Tutte queste tradizioni, all'apparenza divergenti, trovano una loro ricomposizione non statica ne Le rêve de d'Alembert. Cercherò allora di mostrare come nel testo considerato l'araignée dans sa toile sia allo stesso tempo immagine dell'anima mundi e della fisiologia di ciascuno. In particolare la metafora si farà capace di descrivere quella particolare condizione dell'umano che, deformandosi al contatto col mondo, è costretto a ridefinire in ogni istante i suoi confini, fisici e teoretici. È così che, tra continuità e contiguità, tra la dispersione del soggetto nella totalità del reale e l'individuazione che scinde ciascuno dai suoi contesti, l'araignée dans sa toile si fa immagine dell'immaginazione. Essa è in Diderot, cercherò di mostrarlo, la facoltà che presiede al rapporto tra l'uomo e il mondo. L'esperienza esiste sempre in immagini, così come non si può pensare se non in immagini: deformando una lunga tradizione di indagine sull'imaginatio e sulla phantasia, Diderot arriva così a dar vita a un materialismo d'immaginazione. Quest'ultima, ricorda il philosophe nel De la poésie dramatique (1758), è infatti «la qualità senza la quale non si è né poeti, né filosofi, né uomini di spirito, né esseri razionali, né umani».
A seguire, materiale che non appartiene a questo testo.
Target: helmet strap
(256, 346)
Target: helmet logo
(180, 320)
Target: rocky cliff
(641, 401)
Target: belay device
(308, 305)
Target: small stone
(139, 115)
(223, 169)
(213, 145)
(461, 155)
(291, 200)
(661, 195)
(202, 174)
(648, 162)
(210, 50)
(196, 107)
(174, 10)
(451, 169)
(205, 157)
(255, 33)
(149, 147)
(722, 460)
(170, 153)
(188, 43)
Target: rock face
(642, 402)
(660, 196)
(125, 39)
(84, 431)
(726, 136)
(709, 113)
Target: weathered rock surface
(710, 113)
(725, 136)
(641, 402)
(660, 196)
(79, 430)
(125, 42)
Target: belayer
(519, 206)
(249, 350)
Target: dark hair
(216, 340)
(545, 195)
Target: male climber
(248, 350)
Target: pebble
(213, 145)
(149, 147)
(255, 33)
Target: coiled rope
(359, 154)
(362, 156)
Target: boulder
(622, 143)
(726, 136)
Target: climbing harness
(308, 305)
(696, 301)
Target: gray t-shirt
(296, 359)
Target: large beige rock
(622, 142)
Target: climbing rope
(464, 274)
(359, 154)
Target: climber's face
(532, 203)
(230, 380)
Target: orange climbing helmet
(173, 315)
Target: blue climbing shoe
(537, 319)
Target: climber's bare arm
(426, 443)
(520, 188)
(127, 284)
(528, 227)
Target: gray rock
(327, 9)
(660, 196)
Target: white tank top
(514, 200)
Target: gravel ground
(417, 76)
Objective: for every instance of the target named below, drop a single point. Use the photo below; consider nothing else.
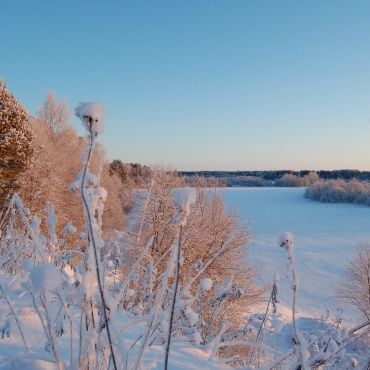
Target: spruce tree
(15, 142)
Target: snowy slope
(326, 237)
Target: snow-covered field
(326, 237)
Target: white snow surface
(326, 237)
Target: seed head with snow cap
(286, 240)
(92, 116)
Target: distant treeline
(276, 178)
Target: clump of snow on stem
(92, 116)
(184, 199)
(286, 240)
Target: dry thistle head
(92, 116)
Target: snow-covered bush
(176, 278)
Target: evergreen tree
(15, 142)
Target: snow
(326, 237)
(92, 116)
(206, 284)
(45, 277)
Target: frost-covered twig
(271, 299)
(15, 318)
(91, 115)
(286, 241)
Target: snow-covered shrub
(56, 159)
(15, 142)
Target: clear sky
(203, 84)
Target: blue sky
(203, 84)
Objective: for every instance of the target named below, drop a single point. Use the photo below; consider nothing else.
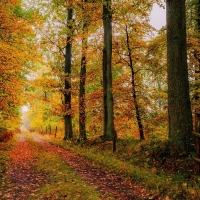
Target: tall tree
(179, 108)
(67, 91)
(107, 51)
(135, 101)
(82, 115)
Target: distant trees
(17, 54)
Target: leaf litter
(23, 182)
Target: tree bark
(67, 92)
(107, 23)
(82, 116)
(138, 117)
(179, 107)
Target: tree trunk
(107, 22)
(67, 92)
(179, 108)
(105, 92)
(138, 117)
(82, 117)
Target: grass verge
(63, 183)
(140, 162)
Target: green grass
(141, 162)
(62, 180)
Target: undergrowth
(5, 150)
(63, 183)
(150, 163)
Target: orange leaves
(16, 56)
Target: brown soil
(23, 182)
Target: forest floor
(36, 169)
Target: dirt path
(24, 182)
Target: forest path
(23, 182)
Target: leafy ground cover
(150, 163)
(36, 169)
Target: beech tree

In ultimo luogo cercherò di mostrare come l'immaginazione, facoltà delle forme che si sformano e delle immagini che mantengono la vitalità del contesto che rappresentano, assuma in Diderot un carattere mostruoso: essa fonda ciò da cui è a sua volta fondata in un gioco di riscritture e di relazionalità assoluta che fa dell'uomo il mostro della donna, della donna quello dell'uomo. Tra gli umani non rimane allora che una comunanza di bisogni e di desideri e una similare organizzazione fisica: è a quell'altezza che si installa allora l'ironico tentativo, destinato a un gioioso fallimento, di creare un linguaggio comune, un universale poetico e condiviso. È proprio lì che hanno origine il pensiero e la filosofia.